In the dedication to Triple Helix, author Keith Spratley gives readers a rather
broad hint as to what he's after in this prequel to Provincial Eye:
is also dedicated to the memory of Douglas Adams. So long, and thanks for
all the inspiration!" It always pays to read the dedication, the preface, the
acknowledgements -- it can be a big help in getting you in the proper mindset for the
fiction that follows.
That holds true for this second book in Spratley's "Provincial Eye"
sci-fi/mystery/thriller arc, starring once more ex-SAS officer turned private
detective Mike Logan, a man with a tragic past whose good luck has held to the
extent that a rich uncle left him everything, including a lovely little estate
in Enmore. It's a jump back in time for
the handsome, sensitive but family-less Briton, back to his first case as a PI
(er, the only PI) in the provincial burg of Bridgwater. Readers -- and Mike Logan --
are introduced to Mike's part-time man-on-the-street Adrian Upton, a few more
blanks in Mike's life of misfortune are filled, and another smart and lovely
woman from Mike's university days -- here, the African beauty and software
brainiac Sophie M'Benga -- makes a return appearance to his world, as does his
ex-military mate Steve Mason. So what about the Adams bit, readers may wonder.
It's apparent but not obvious if you're looking for the subtle similarities.
While Triple Helix might start out like a standard series mystery, that classification doesn't hold true for long.
A series of disappearances of genetically similar young men, including a local
but internationally prominent heavy-metal bass player and a set of identical
twins of Germanic heritage, turns out to be something far more sinister -- and
far more bizarre -- than a mere serial killer on the loose or government
conspiracy. It's aliens -- and time travel, and cross-dimensional genetic
manipulation -- and it's the fate of the Earth at stake.

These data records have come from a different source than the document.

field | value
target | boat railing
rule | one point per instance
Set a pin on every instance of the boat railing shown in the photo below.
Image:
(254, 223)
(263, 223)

Shades of Hitch Hiker's Guide and Dirk Gently? Oh, yeah, but not lifted
straight out by any means. Keith Spratley has simply hit his stride as far
as the tone he's after. Triple Helix is gentle blend of atypical gumshoe on the
case and absurdly situational sci-fi.
Mike Logan is no Arthur Dent, nor thinly veiled Dirk Gently. He's his own man, a more sensitive but equally capable sort of 007 not directly in Her Majesty's service. He gets the girl -- temporarily, at least -- and he saves the world (or, as in Provincial Eye, at least the kingdom).
But some of his mates, like the Ford Prefect-y Brian Fox, and a lot of the weird situation vis a vis the aliens and time travel and such, will be familiar to Adams' legions of fans.
Still, the answer to the meaning of life isn't just "42" within these pages
In all, this book succeeds better than its predecessor in veering off the serious technothriller straight and narrow. Triple Helix is
a wry, at times goofy (oh, those adorable identical/fraternal Teller twins), headlong enjoyable read.
There are hints and intimations of new mysteries needing just such a man as Mike
Logan to solve them down the road. Readers can hop on board the "Provinicial
Eye" train and look forward to a long line of cars.